而那門口的劉徹自然而然是聽到了所有的一切,臉是徹底黑透了,緊盯著低垂的春陀,「朕到是沒看出來你什麼時候如此心向皇后了……」沒人知道他眼前的喜怒,就連春陀亦是猜不透,「陛,陛下……」

「閉嘴,這就是你管好的人……」劉徹冷冰冰的道,「著廷尉徹查,李妍兒即日起不准出青陽殿,李延年……」劉徹頓了一會兒,「朕不想再看見這個人……」揮袖離去的他,「此事密查,若是有一點風聲出去……」

「奴婢知曉,奴婢知曉……」

「皇后的戲很好,即是學藝不精,此戲不宜再排……」

第105章

衛子夫嘴角露出了輕蔑的一笑,捧著手中的熱茶輕吹了吹,「李大人……」她的輕喚聲中滿帶著篤定之意,甚至於連眼皮都不屑抬起看他一眼。

李延年心中早已是慌亂不堪,卻還是強裝鎮定朝衛子夫跪了下來,「臣弟之死實屬意外,與霍將軍無關,皇后意下如何?」事到如今,他依舊是抱著商人逐利的想法,想以此作為條件希望衛子夫揭過此事。李妍兒卻是不甘的皺著眉頭輕喚了他一聲,「哥……」

衛子夫冷笑的轉動著手中的微熱的茶杯,「冠軍侯之事,天下大道,下有朝臣,上有陛下,是非公道自會有王法相依。」忽而凜冽的望向他,呵斥道:「所以李大人是在拿冠軍侯威脅本宮嗎?」衛子夫突然的發怒更是驚住了李延年,「皇后……臣……臣不是這個意思。」

「那李大人是何意啊」衛子夫一松一放的母儀天下氣質唬的李延年是一愣一愣的, 「臣的意思是此事不過一樁小事,霍將軍位列三公,軍務何其多,實屬不該為此等小事為壞了陛下的千秋大業,何須勞動廷議,臣定會讓兄長同陛下請罪,親自同霍將軍登門道歉。

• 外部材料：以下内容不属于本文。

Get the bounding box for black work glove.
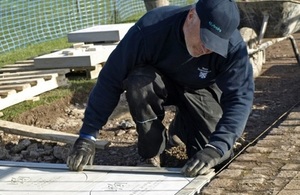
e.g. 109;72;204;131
67;137;95;171
181;147;221;177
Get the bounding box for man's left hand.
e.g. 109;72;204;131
181;147;221;177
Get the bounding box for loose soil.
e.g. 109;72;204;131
0;34;300;171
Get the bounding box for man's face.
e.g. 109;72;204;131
183;8;212;57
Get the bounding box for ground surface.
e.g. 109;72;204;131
0;34;300;172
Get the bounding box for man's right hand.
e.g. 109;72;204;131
67;137;95;171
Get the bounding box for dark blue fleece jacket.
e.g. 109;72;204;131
80;6;254;153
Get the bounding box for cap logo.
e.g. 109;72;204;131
208;21;222;33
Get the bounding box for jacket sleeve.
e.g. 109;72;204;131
209;42;254;154
80;25;144;137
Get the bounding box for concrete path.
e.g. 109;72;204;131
200;104;300;195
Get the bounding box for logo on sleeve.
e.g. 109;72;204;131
198;67;211;79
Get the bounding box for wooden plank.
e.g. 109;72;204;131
0;83;31;91
0;69;70;77
16;60;33;64
0;78;45;86
0;89;17;98
34;45;109;69
0;66;36;73
0;73;58;81
3;64;34;68
0;76;66;110
0;161;181;174
0;120;109;149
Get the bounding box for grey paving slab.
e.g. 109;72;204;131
67;23;134;43
0;161;216;195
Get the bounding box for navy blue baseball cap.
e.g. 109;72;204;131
196;0;240;58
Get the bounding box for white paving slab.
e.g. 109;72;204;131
67;23;134;43
0;161;213;195
34;44;117;69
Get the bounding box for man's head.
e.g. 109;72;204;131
196;0;240;57
183;0;240;57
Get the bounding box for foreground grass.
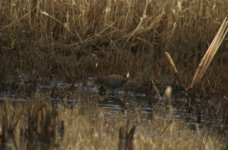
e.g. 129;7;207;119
0;100;227;150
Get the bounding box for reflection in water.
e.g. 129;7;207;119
0;77;228;134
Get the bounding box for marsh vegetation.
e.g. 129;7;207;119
0;0;228;149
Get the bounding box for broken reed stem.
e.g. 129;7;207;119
165;52;183;88
187;17;228;90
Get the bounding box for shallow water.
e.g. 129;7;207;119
0;77;228;133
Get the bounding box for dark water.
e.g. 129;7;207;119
0;77;228;133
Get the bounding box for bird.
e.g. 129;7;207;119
97;72;130;90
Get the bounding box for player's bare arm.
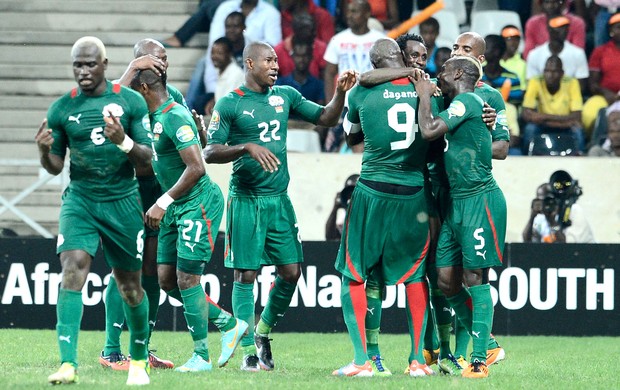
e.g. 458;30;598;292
144;146;206;229
316;70;357;127
118;54;166;87
203;143;281;173
34;119;65;175
414;77;448;141
103;112;153;166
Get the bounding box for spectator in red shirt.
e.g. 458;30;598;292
280;0;335;43
274;13;327;79
523;0;586;59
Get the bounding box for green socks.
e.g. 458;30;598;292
181;283;209;361
232;282;256;348
56;288;84;367
123;294;149;360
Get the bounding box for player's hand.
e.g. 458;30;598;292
245;144;282;173
34;119;54;154
337;69;357;92
131;54;166;76
103;111;125;145
144;203;166;230
482;102;497;130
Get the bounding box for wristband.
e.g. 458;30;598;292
116;135;134;153
155;192;174;211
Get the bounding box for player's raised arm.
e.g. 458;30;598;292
34;119;65;175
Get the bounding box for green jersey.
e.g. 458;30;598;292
347;79;438;186
47;81;150;201
207;85;323;195
438;92;498;199
151;96;211;203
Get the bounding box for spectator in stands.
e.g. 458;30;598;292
527;16;590;92
420;17;440;77
523;171;596;244
276;38;325;104
278;0;335;42
205;37;245;115
323;0;385;152
482;34;525;105
162;0;224;47
588;103;620;157
522;55;585;154
499;24;527;90
325;174;360;241
273;13;327;79
583;13;620;137
523;0;586;59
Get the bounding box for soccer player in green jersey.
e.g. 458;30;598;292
333;38;434;377
131;69;248;372
414;56;506;378
204;42;356;371
35;37;151;385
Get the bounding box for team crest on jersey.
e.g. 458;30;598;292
101;103;125;118
269;96;284;113
207;110;220;131
177;125;194;142
448;100;467;119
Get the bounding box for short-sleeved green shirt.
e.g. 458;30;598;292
207;86;323;195
438;92;498;198
47;81;151;201
151;97;211;203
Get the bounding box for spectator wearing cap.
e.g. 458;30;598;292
588;101;620;157
499;24;527;89
523;0;586;60
526;16;590;91
582;13;620;137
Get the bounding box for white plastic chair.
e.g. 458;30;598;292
286;129;321;153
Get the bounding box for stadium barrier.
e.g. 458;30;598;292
0;237;620;336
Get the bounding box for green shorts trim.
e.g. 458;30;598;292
224;194;303;270
56;187;144;271
335;182;430;285
436;188;507;269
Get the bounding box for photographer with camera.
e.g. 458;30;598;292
523;170;595;244
325;174;360;241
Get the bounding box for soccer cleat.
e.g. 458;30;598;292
370;354;392;376
487;346;506;366
126;360;151;386
174;352;213;372
437;354;463;375
254;330;274;371
461;360;489;378
217;319;248;367
149;350;174;369
332;361;374;377
99;351;129;371
47;363;78;385
409;360;435;377
422;349;439;366
241;355;260;372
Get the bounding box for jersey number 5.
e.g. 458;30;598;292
387;103;418;150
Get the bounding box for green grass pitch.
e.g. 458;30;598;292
0;329;620;390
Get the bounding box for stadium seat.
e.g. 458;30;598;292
409;10;461;47
471;11;523;37
527;133;579;156
286;129;321;153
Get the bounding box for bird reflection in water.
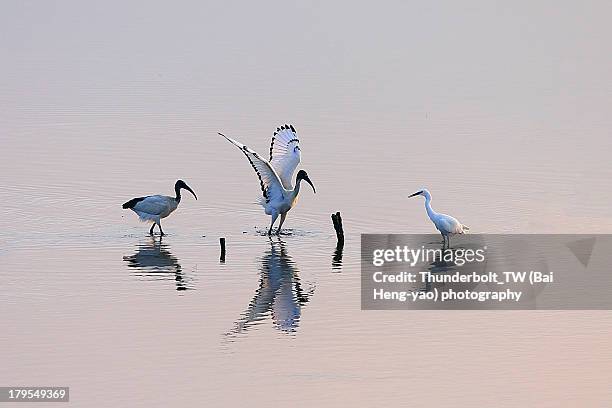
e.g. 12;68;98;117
227;238;314;337
123;237;191;291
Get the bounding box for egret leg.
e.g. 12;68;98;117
276;213;287;235
268;213;278;235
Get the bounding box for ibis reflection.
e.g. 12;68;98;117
228;238;314;336
123;237;191;291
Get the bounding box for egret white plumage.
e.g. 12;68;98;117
219;125;316;235
123;180;198;235
408;189;470;248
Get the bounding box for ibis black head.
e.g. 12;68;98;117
295;170;317;194
174;180;198;200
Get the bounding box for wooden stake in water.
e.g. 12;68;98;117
219;237;225;262
332;211;344;246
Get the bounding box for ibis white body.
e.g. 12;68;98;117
123;180;198;235
219;125;316;234
410;189;470;247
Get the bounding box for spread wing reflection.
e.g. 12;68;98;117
228;238;314;336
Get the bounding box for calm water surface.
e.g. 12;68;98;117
0;2;612;407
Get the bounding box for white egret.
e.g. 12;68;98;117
123;180;198;235
219;125;316;235
408;189;470;248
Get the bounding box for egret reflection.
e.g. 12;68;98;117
123;237;191;291
228;238;314;336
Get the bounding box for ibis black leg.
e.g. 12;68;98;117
276;213;287;235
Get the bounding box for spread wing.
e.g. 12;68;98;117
270;125;301;190
219;133;284;203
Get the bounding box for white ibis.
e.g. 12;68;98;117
123;180;198;235
408;189;470;248
219;125;316;235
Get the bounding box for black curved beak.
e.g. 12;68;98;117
304;177;317;194
183;184;198;200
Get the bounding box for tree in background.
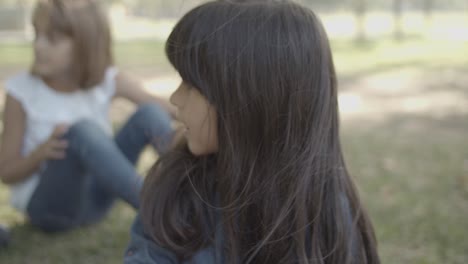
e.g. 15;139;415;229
354;0;367;43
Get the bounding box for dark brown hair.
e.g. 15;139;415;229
32;0;113;89
141;0;380;264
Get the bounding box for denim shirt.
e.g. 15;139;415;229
124;215;222;264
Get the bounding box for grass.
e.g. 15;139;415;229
0;24;468;264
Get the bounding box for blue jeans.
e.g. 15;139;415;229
27;104;172;232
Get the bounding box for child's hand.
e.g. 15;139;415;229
35;125;68;161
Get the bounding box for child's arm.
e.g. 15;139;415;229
0;95;67;184
115;73;175;116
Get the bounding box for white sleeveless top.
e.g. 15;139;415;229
5;67;117;213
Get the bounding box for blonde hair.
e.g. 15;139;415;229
31;0;113;89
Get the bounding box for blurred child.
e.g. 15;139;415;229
124;0;380;264
0;0;172;232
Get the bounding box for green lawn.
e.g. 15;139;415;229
0;35;468;264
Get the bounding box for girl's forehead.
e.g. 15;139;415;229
33;7;51;30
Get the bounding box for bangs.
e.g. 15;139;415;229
165;5;222;100
32;1;73;36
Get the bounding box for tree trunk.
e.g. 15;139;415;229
393;0;403;40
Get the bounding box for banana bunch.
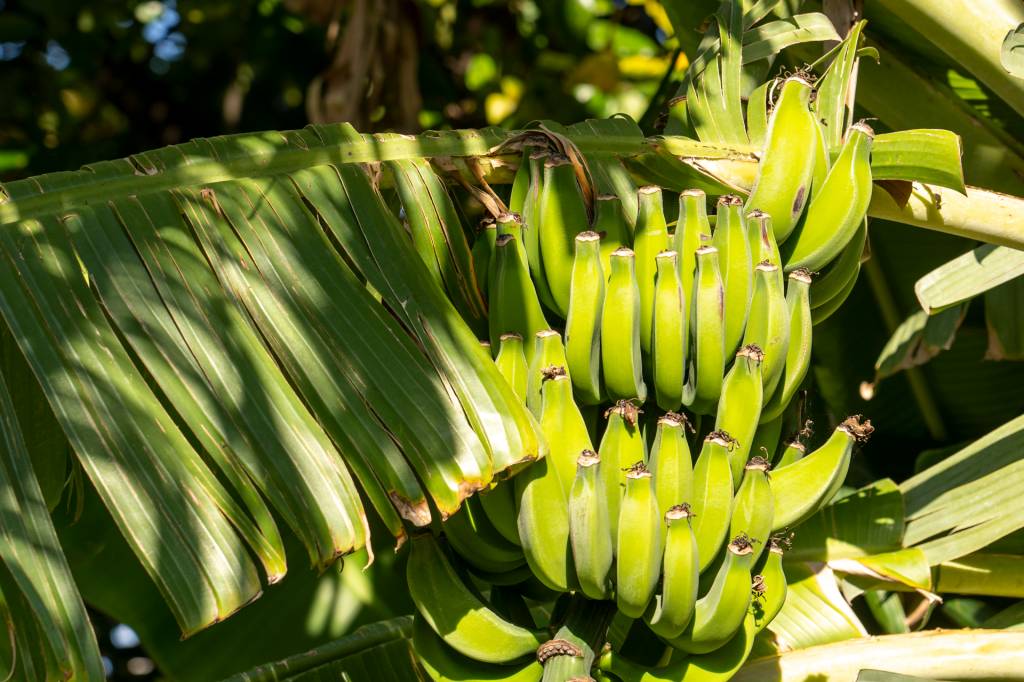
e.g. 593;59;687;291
409;70;873;680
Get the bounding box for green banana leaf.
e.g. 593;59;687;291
732;630;1024;682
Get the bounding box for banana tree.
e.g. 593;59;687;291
6;2;1024;680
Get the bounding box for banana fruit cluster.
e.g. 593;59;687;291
409;71;873;680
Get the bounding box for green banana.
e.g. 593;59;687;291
495;333;527;404
443;496;525;573
693;431;736;571
811;263;860;327
773;439;807;469
672;189;712;302
565;231;605;404
520;152;556;310
487;212;529;278
488;235;548;361
746;210;782;276
761;269;812;423
647;412;693;514
743;261;790;399
712;195;754;357
594;195;633;278
771;416;874;529
669;536;754;653
526;329;571;418
413;615;544;682
509;147;530;215
647;499;700;639
810;218;867;309
751;411;782;462
479;480;521;548
569;450;614;599
633;185;669;353
729;455;774;561
683;246;725;414
751;537;788;632
601;247;647;402
746;75;818;244
539;156;590;317
615;460;665;619
541;366;594;499
512;450;575;592
599;613;757;682
406;534;544;664
782;122;874;272
650;251;689;410
715;344;764;488
470;220;498;303
598;400;646;542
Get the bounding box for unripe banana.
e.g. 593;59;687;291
811;263;860;327
650;251;689;410
540;156;590;317
810;218;867;309
479;480;521;548
782;122;874;272
598;400;646;542
594;195;633;278
683;246;725;414
669;536;754;653
541;366;594;499
751;416;782;462
746;210;782;276
565;231;605;404
771;417;874;529
509;147;530;215
633;185;669;353
495;333;527;404
569;451;617;599
443;496;525;573
520;152;556;310
715;344;764;483
512;450;575;592
672;189;712;307
693;431;736;571
601;247;647;402
751;538;788;632
406;534;544;663
615;461;665;619
488;235;548;361
470;220;498;301
761;269;812;423
647;499;700;638
526;329;571;418
773;438;807;469
647;412;693;514
413;615;544;682
712;195;754;357
729;455;774;561
746;76;818;244
743;262;790;402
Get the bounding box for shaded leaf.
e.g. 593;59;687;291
768;563;867;651
0;364;103;680
913;244;1024;314
900;417;1024;565
785;478;903;561
873;303;967;384
999;24;1024;78
985;270;1024;360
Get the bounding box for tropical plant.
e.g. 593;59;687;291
6;0;1024;681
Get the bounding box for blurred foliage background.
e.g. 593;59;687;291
6;0;1024;679
0;0;698;180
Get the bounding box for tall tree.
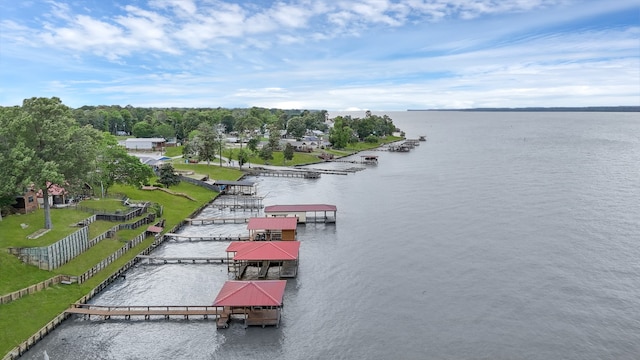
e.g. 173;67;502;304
258;145;273;164
9;97;100;229
132;121;153;138
287;116;307;140
94;133;154;195
282;143;294;164
0;107;33;221
158;163;180;187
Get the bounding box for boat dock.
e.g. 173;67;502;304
136;255;229;265
164;233;249;242
245;167;320;179
185;217;250;225
65;303;223;320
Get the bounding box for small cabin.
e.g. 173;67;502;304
13;189;38;214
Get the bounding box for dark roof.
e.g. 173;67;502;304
213;180;255;186
264;204;338;213
213;280;287;306
147;225;163;234
227;241;300;261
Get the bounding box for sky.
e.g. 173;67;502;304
0;0;640;111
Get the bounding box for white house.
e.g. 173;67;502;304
124;138;167;150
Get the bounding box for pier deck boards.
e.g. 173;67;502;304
65;304;222;320
137;255;229;264
185;217;250;225
164;233;249;242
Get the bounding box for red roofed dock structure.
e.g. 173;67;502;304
247;217;298;241
213;280;287;329
264;204;338;224
227;241;300;280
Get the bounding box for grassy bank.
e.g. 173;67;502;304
0;169;242;356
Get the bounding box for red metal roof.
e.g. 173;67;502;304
264;204;338;213
247;217;298;230
227;241;300;261
226;241;253;252
213;280;287;306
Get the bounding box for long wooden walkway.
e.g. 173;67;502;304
185;217;251;225
136;255;229;265
164;233;249;242
245;168;320;179
65;303;223;320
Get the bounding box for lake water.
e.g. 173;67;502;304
18;112;640;360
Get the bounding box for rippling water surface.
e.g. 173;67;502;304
24;112;640;360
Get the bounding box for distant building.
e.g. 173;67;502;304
13;188;38;214
124;138;167;150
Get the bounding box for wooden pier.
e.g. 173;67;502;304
65;303;224;320
136;255;229;265
185;217;250;225
245;168;320;179
164;233;249;242
211;195;264;211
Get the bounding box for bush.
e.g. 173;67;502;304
364;135;379;144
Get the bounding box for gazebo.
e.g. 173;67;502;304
213;280;287;328
227;241;300;279
247;217;298;241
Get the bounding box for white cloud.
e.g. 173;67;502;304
0;0;640;110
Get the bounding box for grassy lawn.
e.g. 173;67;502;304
0;249;55;294
0;208;91;249
0;176;242;356
164;146;182;157
169;162;242;180
78;198;129;213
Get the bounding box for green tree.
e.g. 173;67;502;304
94;133;154;195
132;121;153;138
329;116;353;149
0;107;33;221
153;124;176;140
287;116;307;140
269;125;280;151
258;145;273;164
8;97;100;229
191;123;222;164
282;143;294;164
247;137;260;152
158;163;180;187
238;149;249;170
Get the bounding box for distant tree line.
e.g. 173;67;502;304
72;105;327;141
0;97;397;228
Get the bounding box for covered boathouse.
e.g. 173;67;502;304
264;204;338;224
213;180;258;196
247;217;298;241
226;241;300;280
213;280;287;329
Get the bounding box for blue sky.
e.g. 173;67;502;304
0;0;640;111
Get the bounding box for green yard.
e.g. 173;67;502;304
0;175;235;355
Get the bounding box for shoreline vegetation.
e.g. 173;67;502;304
0;136;402;359
407;106;640;112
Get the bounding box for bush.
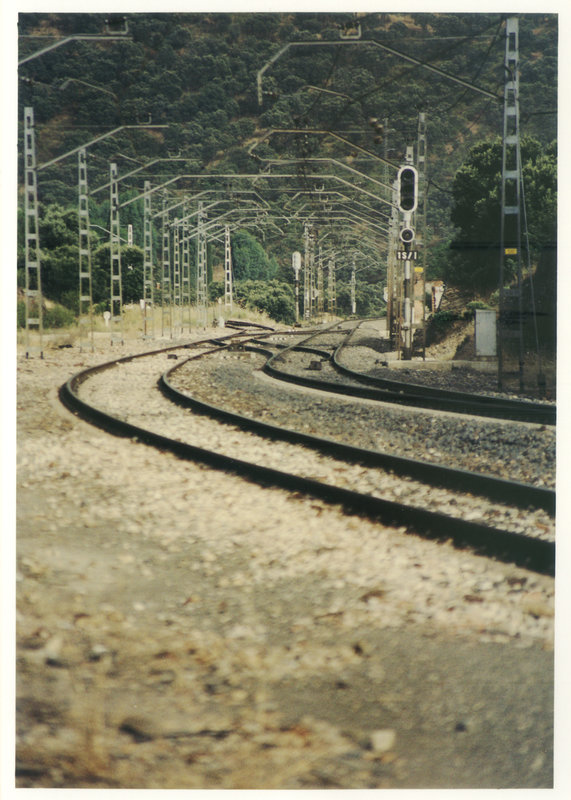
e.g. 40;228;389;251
235;280;295;323
44;305;75;328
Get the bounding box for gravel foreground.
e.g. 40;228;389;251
12;328;554;790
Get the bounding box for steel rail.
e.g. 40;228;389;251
59;336;555;575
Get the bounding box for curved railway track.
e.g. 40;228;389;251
60;318;555;575
258;325;556;425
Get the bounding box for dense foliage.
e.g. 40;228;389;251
18;12;557;322
445;138;557;291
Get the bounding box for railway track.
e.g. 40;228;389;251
60;318;555;574
265;325;556;425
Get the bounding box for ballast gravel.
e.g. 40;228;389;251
16;334;554;789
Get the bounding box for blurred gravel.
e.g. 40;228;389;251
16;328;554;789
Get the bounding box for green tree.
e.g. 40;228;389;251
232;231;277;281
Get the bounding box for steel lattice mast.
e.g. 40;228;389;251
173;218;182;332
161;190;172;336
109;163;123;344
327;258;337;314
24;107;44;358
77;148;94;352
143;181;155;339
181;200;190;331
224;225;232;314
196;201;208;328
497;17;524;391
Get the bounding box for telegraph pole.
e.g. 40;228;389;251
497;17;524;391
327;258;337;315
143;181;155;339
224;225;232;314
24;107;44;358
77;148;94;352
161;189;172;337
181;206;190;331
109;163;123;344
196;201;208;328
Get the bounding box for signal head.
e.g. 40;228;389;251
397;166;418;213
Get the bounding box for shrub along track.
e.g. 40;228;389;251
60;318;555;575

」李延年的骨氣不可謂不低到塵埃里,他知道這事既然已經攤開便再難有迴旋的餘地,可李妍兒要怎麼辦,劉髆要怎麼辦,他們不能出事,而能力保他們無事的便只有眼前高高在上的衛子夫,李延年這般卑微的樣子讓李妍兒是再也看不下去了,上前一把拉住他的胳膊,「哥哥你在幹什麼,不過一些莫須有的事情,你又何必求她。」她很是氣憤著急心疼道。